David Mandelin [:dmandelin]

Comment 9

•

15 years ago

(In reply to comment #8) > > Now consider this: > > > > /(abc|ef)gh/ > > > > If we are in the process of matching, and we fail during subexpr /gh/, then we > > should either (1) backtrack and retry subexpr /ef/, or (2) fail entirely, > > depending on where we came from. Thus, my initial strategy cannot be used. > > Instead, we need a new strategy that will: > > ... > > When "abc" and "ef" accept disjoint strings (as they are in this example), its > a good deal simpler: failure in abc jumps to ef, and failure in gh is real > failure. The same idea works for quantifiers. So its a middle ground between > what is in now and general backtracking. Yes, but a general solution must work for any subexpressions. I consider such shortcutting to be an optional optimization.

nemo

Comment 10

•

15 years ago

Hey guys. I was reading this with interest.

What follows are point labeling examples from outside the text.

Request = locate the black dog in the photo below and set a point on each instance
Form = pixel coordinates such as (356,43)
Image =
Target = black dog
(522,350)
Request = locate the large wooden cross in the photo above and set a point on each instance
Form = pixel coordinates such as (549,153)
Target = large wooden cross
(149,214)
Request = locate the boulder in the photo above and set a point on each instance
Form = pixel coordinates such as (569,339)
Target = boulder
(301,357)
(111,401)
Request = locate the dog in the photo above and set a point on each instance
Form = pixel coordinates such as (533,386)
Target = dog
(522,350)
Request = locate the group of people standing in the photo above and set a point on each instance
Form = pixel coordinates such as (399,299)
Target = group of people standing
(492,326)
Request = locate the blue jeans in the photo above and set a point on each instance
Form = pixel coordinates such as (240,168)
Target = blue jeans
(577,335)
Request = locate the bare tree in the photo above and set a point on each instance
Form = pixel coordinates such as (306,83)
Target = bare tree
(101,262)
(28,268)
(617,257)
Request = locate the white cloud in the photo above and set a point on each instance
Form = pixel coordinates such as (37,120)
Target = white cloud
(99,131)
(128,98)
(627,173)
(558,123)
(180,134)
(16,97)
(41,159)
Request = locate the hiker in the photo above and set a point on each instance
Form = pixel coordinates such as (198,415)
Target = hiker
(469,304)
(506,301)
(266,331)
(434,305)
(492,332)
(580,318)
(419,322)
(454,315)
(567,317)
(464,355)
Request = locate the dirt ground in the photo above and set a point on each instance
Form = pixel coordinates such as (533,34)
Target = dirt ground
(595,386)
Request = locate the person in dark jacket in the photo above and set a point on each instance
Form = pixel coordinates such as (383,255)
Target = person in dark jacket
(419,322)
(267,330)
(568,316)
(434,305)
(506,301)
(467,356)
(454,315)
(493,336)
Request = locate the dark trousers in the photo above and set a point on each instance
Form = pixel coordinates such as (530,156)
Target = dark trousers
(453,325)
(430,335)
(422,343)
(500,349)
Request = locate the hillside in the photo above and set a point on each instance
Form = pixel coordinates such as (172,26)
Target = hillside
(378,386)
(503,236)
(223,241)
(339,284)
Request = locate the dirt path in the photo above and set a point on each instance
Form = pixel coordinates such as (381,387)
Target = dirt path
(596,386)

Just commenting so I'll get e-mails on it, and also note that http://osteele.com/tools/reanimator/ is a nifty visualisation of the stuff discussed in comment #6

Olli Pettay [:smaug][bugs@pettay.fi]

Comment 11

•

13 years ago

Any news here?

Ryan VanderMeulen [:RyanVM]

Comment 12

•

13 years ago

Is this still relevant with Yarr?

Christian Sonne [:cers]

Comment 13

•

13 years ago

(In reply to Ryan VanderMeulen from comment #12) > Is this still relevant with Yarr? Yes - the most recent results from http://peacekeeper.futuremark.com/ I get 2670.5 in Firefox nightly and 32311 in Chrome dev. That's a ratio of ~12.

nemo

Comment 14

•

13 years ago

3205 / 22102 personally, for a ratio of 7, but yeah :) Also, I can't remember. Aren't those scores using a geometric mean or something? Not sure if is a pure "number of runs" even for the individual string-filter test. Anyway, regardless. Lot slower.

Luke Wagner [:luke]

Updated

•

13 years ago

Status: NEW → RESOLVED

Closed: 13 years ago

Resolution: --- → DUPLICATE

Luke Wagner [:luke]

Comment 16

•

13 years ago

I guess I should be clear for comment 13 et al: the reason Chrome is 12x faster is that they have a special-case hack that transforms /.*foo/ to /foo/ (so, in this case, /.*star.*/ to /star.*/) which is enormously faster to execute.